Of the eight or nine vegetarian cookbooks on my shelf, each probably has at least one black bean soup recipe. And yet, I still decided to go it alone on this one. I just have not been satisfied and while walking through the aisles of Safeway (yes, Safeway, I shop there and it’s not always organic), I just started throwing things in my cart that I thought would be good for soup:
- roasted red peppers
- sun-dried tomatoes in olive oil
- 4 cans of black beans
- vegetable stock
My thought was that all of these had such delicious flavors, they could mold into something tasty without a lot of extra effort. This is beginning to sound like an intro of “the 5 ingredient cookbook” or even a plug for “Semi-Homemade” but sometimes shortcuts are there for a reason and sometimes you can go overboard overseasoning.
My first thought was to retain all the savory and flavorful oil from the sun-dried tomatoes. I drained off the liquid and used that to sautee my onions.
It’s still just olive oil after all, and if I needed more to prevent sticking I had plenty of the regular stuff on hand. I chopped up the tomatoes as well as the roasted red peppers (I drained those off first – disposing of the reddish, less flavorful water). I let all of that cook for about 5 to 8 minutes, adding some minced garlic too.
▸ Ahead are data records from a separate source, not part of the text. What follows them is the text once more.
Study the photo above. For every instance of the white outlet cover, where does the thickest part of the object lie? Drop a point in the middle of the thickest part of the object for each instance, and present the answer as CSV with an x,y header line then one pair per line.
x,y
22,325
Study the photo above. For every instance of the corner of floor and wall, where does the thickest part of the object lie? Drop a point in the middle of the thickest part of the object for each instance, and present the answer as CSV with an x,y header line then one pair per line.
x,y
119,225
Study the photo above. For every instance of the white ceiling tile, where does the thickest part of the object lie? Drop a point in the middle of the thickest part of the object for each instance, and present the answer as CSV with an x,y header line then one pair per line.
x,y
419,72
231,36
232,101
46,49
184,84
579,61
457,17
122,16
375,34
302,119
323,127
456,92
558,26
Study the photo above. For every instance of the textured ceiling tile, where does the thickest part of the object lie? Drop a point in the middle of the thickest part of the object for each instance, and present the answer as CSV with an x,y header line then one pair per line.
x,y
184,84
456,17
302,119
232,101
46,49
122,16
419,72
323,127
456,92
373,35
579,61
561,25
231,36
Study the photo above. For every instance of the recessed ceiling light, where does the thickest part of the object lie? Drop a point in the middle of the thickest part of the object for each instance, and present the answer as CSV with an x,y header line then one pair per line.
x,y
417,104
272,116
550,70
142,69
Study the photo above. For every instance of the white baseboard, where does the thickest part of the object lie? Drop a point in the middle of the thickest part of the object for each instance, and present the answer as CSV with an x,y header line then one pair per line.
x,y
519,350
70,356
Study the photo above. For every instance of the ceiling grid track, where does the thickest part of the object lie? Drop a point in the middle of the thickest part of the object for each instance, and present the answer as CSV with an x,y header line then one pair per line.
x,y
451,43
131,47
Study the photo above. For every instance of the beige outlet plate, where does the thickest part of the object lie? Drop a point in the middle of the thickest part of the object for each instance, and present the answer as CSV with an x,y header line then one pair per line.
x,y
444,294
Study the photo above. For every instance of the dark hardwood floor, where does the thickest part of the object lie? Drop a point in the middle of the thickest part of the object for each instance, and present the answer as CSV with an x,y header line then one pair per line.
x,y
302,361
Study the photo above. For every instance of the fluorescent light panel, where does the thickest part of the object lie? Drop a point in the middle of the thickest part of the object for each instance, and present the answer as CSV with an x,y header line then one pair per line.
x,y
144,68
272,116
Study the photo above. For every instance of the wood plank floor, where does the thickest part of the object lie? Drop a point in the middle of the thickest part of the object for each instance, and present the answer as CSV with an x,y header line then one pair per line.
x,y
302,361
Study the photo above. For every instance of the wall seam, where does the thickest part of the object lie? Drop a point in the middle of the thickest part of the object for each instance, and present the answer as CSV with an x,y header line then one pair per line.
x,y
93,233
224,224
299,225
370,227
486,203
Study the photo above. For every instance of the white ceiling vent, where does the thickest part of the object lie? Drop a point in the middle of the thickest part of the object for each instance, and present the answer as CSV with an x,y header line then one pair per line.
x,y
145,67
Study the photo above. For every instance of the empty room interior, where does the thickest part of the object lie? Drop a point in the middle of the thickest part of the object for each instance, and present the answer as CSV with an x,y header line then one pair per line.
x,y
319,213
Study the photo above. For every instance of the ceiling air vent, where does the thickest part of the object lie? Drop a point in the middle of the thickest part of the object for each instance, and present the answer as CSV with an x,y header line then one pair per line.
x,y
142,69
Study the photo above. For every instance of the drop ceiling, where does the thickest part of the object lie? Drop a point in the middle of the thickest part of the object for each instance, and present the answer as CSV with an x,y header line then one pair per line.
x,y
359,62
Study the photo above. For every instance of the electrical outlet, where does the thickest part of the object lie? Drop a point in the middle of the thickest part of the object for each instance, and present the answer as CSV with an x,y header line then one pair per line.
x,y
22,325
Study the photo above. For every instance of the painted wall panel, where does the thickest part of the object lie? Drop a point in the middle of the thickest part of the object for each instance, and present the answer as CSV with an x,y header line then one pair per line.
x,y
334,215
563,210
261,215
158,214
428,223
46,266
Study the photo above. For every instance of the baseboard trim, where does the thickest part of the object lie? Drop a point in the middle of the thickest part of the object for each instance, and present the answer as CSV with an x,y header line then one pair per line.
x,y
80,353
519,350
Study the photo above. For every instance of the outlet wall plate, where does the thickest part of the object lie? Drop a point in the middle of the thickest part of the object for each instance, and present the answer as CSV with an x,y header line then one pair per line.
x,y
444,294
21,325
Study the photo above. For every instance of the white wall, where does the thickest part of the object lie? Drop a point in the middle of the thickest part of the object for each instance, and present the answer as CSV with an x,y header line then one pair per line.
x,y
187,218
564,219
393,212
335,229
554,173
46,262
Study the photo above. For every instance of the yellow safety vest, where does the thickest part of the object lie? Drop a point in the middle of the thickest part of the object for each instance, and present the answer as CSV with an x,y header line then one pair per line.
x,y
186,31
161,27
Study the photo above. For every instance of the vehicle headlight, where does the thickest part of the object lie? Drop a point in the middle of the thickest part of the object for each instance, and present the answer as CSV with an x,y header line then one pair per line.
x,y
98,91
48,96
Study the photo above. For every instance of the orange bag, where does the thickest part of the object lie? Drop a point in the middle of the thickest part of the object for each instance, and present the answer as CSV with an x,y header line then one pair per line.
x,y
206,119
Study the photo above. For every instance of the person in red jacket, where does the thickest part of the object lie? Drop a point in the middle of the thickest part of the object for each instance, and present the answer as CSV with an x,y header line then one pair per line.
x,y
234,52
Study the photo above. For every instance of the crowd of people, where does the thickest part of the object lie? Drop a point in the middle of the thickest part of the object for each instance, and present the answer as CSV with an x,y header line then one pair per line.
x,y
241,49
I love garlic so I’d estimate it was nearly 6 large cloves. After draining the cans of beans, those also went in along with the vegetable stock (approximately 4 cups).
I brought it all to a boil and then reduced the heat to a simmer for about 15 to 20 minutes. That seems to be what most recipes call for, so I thought I’d try that. Everything is essentially cooked so it’s a matter of letting the flavors get to know each other. Because I like the creaminess of soups, I decided to blend up about half into a liquid. This was also a good way to blend the flavors together even more.
There were still a few good bits of tomatoes and black beans, surrounded by the creaminess – just the way I like it. Sadly, there was little on hand for the “food styling” portion, but you get the idea.